Israel “has been removed from office without any factual showing of cause and without having had an opportunity to know the information on which the Senate relied,” his lawyer, Benedict Kuehne, argued in court documents filed Monday.
“Nor has he been given the benefit of a fair hearing at which he was able to respond to the accusations and facts alleged to be against him,” Kuehne wrote, adding “the resulting process of suspension and removal offends constitutional notions of due process and substantive and procedural fairness.”
Seeking to have the court dismiss Israel’s lawsuit, Galvano’s lawyers argued that the Senate’s “actions are quintessential legislative acts which are protected under the privilege of legislative immunity.”
But Kuehne asked U.S. District Judge William Stafford to reject that argument.
“Legislative immunity is not available to the Florida Senate because the suspension review and removal from office is not a legislative function similar to setting policy or passing legislation. The Senate’s process is akin to a judicial or quasi-judicial proceeding,” Kuehne wrote. “The nature of the challenged conduct here is not consistent with the traditional legislative process immunizing legislatures and legislators. Accordingly, the court must reject the Senate president’s claim of legislative immunity.”

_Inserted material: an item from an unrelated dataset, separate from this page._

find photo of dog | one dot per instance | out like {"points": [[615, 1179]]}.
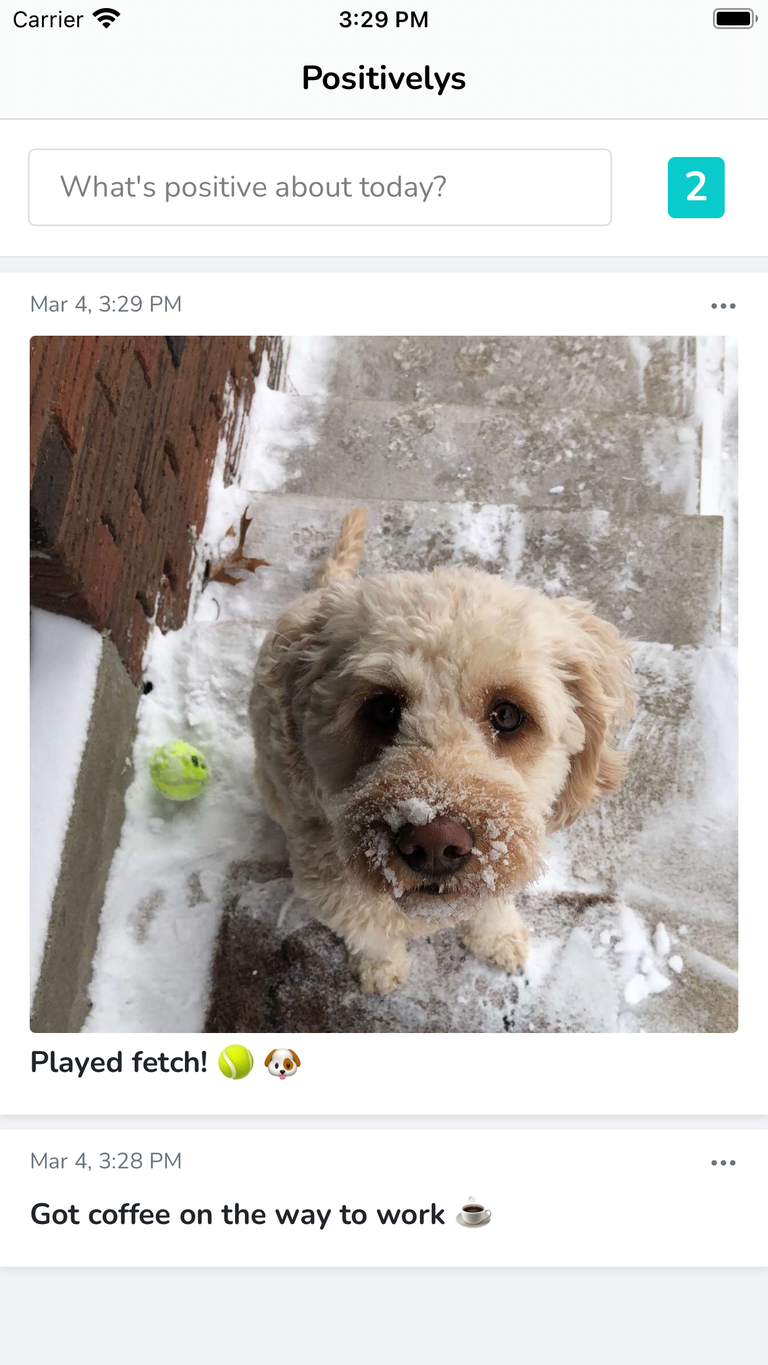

Israel’s lawyer also argued that the Senate removed the former sheriff “without affording him a fair and reasonable opportunity to contest the ‘evidence’ on which his suspension and removal was based.”
Kuehne pointed out that the Senate special master found that DeSantis’ lawyers failed to present adequate evidence to justify Israel’s removal.
“But when the governor opposed the special master’s ruling, the Florida Senate relied on suspicion, innuendo, and unnoticed speculation to declare that Sheriff Israel must be removed from office,” Kuehne wrote.
In one of his first acts after taking office in January 2019, DeSantis suspended Israel, accusing him of incompetence and neglect of duty for the sheriff’s office’s handling of the 2018 massacre at Marjory Stoneman Douglas High School that left 17 students and faculty members dead and a mass shooting at the Fort Lauderdale-Hollywood International Airport in 2017 that killed five people.
Israel fought for his job in the Senate. Rejecting Special Master Dudley Goodlette’s recommendation that he be reinstated, the Senate voted 25-15 during the October special session to remove Israel from office.
The lawsuit contends, in part, that the Senate improperly considered new information during the special session without “affording Sheriff Israel any meaningful opportunity to investigate, contest, or respond to the information.”
But the Galvano brief filed in late January said Israel “was afforded meaningful process above and beyond what the federal Constitution requires.”
Israel, a Democrat, also is trying to get his old job back at the ballot box this year. He’s running against current Broward County Sheriff Gregory Tony, who was appointed by DeSantis.